For starters, we have to outline the importance of the topic. The training has to seem important to them. I often say that the WHY is just as important as the HOW, meaning that today’s generation of learner wants to know WHY they are learning what they are learning (and WHY it’s important) just as much (if not more) as HOW to do something. It’s up to the trainer to explain the importance of the task. Which sounds better? “Jim we need to make sure we have them fill out that accounting form 8 or accounting has a fit. It’s pretty self-explanatory so let me know if you have any questions” Or “Jim the reason we need to make sure we help our vendors fill out the accounting form 8 is that without it, their payment could be severely delayed coming from our accounts payable department. If that happens then that business owner may not have any money for a while and may not be able to get us the products we need to stay in business. So here’s how to fill it out…” Yes, number 2 is the way I’d lean too. Now they know there is some importance to what they are doing and not just mundane paperwork. The other way we can get them to desire our training is to make sure that every program we create is relevant, compelling, and consistently good. Once your company learning function gets a good reputation for putting out really good programs, people will automatically take them more seriously and even look forward to seeing what you create next. In addition, have others from your company review, and in some cases, help give you crucial information to make sure your training products are hitting all the points they need to and not teaching the wrong things. Too many times we as trainers think we know what should go in a program but we forget to get input from the end–users. Form a Training or Learning Committee comprised of different people in different levels of the organization. That way you aren’t creating training programs in a vacuum and the committee almost sells the program for you! Hello win-win situation! Much like when my wife asks me if I want chocolate chip cookies or brownies. Either way, who’s the big winner? That’s right, John’s the big winner.

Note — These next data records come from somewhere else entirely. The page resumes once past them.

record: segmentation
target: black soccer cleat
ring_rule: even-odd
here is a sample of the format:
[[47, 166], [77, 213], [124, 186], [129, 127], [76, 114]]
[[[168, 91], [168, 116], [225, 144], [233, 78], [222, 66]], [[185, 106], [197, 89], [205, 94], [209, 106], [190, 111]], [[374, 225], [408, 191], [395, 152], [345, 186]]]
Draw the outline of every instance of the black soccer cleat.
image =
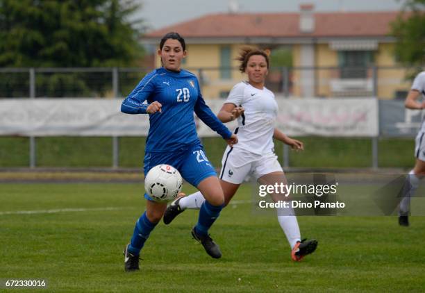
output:
[[126, 271], [138, 271], [139, 269], [139, 256], [135, 256], [128, 251], [128, 244], [124, 251], [124, 269]]
[[291, 258], [292, 260], [299, 262], [302, 260], [304, 256], [312, 253], [316, 250], [317, 244], [317, 241], [314, 239], [311, 240], [303, 239], [301, 242], [299, 241], [291, 251]]
[[182, 210], [180, 206], [178, 206], [178, 201], [185, 195], [186, 194], [183, 192], [179, 193], [177, 199], [172, 201], [169, 206], [168, 206], [167, 210], [165, 210], [165, 212], [164, 212], [164, 217], [162, 218], [162, 221], [164, 221], [165, 225], [168, 225], [176, 217], [185, 211], [185, 210]]
[[408, 227], [409, 216], [399, 216], [399, 225]]
[[192, 228], [192, 236], [195, 240], [201, 242], [205, 251], [212, 258], [220, 258], [222, 257], [222, 251], [219, 246], [212, 241], [212, 239], [209, 235], [201, 235], [197, 233], [195, 227]]

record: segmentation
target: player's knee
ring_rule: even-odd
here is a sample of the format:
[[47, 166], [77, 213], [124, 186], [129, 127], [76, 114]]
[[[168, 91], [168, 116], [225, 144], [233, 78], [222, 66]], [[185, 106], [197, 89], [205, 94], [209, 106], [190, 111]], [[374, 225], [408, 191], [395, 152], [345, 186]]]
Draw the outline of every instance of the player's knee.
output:
[[210, 196], [210, 198], [208, 199], [208, 202], [212, 206], [223, 206], [225, 203], [224, 196], [223, 196], [223, 194], [215, 194], [212, 196]]
[[164, 215], [163, 210], [147, 210], [146, 212], [146, 216], [148, 219], [152, 223], [158, 223], [161, 220], [162, 216]]

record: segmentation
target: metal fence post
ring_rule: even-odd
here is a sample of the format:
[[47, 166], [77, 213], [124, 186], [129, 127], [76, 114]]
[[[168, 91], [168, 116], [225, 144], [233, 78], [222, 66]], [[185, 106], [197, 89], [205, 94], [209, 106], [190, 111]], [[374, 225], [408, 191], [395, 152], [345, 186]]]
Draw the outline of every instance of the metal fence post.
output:
[[117, 98], [119, 94], [119, 87], [118, 83], [118, 68], [112, 68], [112, 92], [114, 98]]
[[[372, 78], [373, 78], [373, 85], [374, 85], [374, 97], [376, 99], [376, 103], [378, 104], [376, 109], [376, 115], [378, 117], [378, 131], [380, 133], [379, 129], [379, 103], [378, 103], [378, 67], [376, 66], [374, 66], [372, 67]], [[378, 135], [372, 137], [372, 168], [378, 169]]]
[[289, 167], [289, 146], [283, 144], [283, 168]]
[[119, 141], [117, 136], [112, 136], [112, 168], [117, 169], [119, 165]]
[[[29, 69], [29, 90], [30, 90], [30, 99], [35, 99], [35, 69], [34, 68], [30, 68]], [[36, 154], [35, 154], [35, 137], [30, 136], [30, 149], [29, 149], [29, 157], [30, 157], [30, 168], [35, 167], [36, 162]]]
[[372, 67], [372, 82], [374, 97], [378, 98], [378, 67]]
[[289, 69], [285, 66], [282, 67], [282, 90], [285, 98], [289, 97]]
[[378, 137], [372, 138], [372, 168], [378, 169]]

The second way this law is important is when it pertains to the folks who are training the trainees. When talking about the traits that make up a good trainer, no matter the industry, if you don’t list desire to train in your top 2 traits, then your list probably sucks as much as Training Binders. Many people believe you just take somebody who’s good at their job and make them a trainer so they can train others to be just like themselves. The problem with that is not everyone has the desire or the skill set to transfer knowledge to another person in a way they can digest it. Some people just don’t want to train others and they’d rather do other jobs. What you need to do is find the person that WANTS to train. That loves to train. Sometimes that may be your 2nd or even 5th best team member. If you don’t know who on your team wants that responsibility, try this crazy system for finding out: ASK! Yep, you will have to talk to people but it will be worth it in the long run. You’ll have people who have a desire to train and trainees that have a desire to learn. Once again, a win-win! And shouldn't that always be the goal of training? Thanks for having the desire to read this blog! Have a great day and make it count.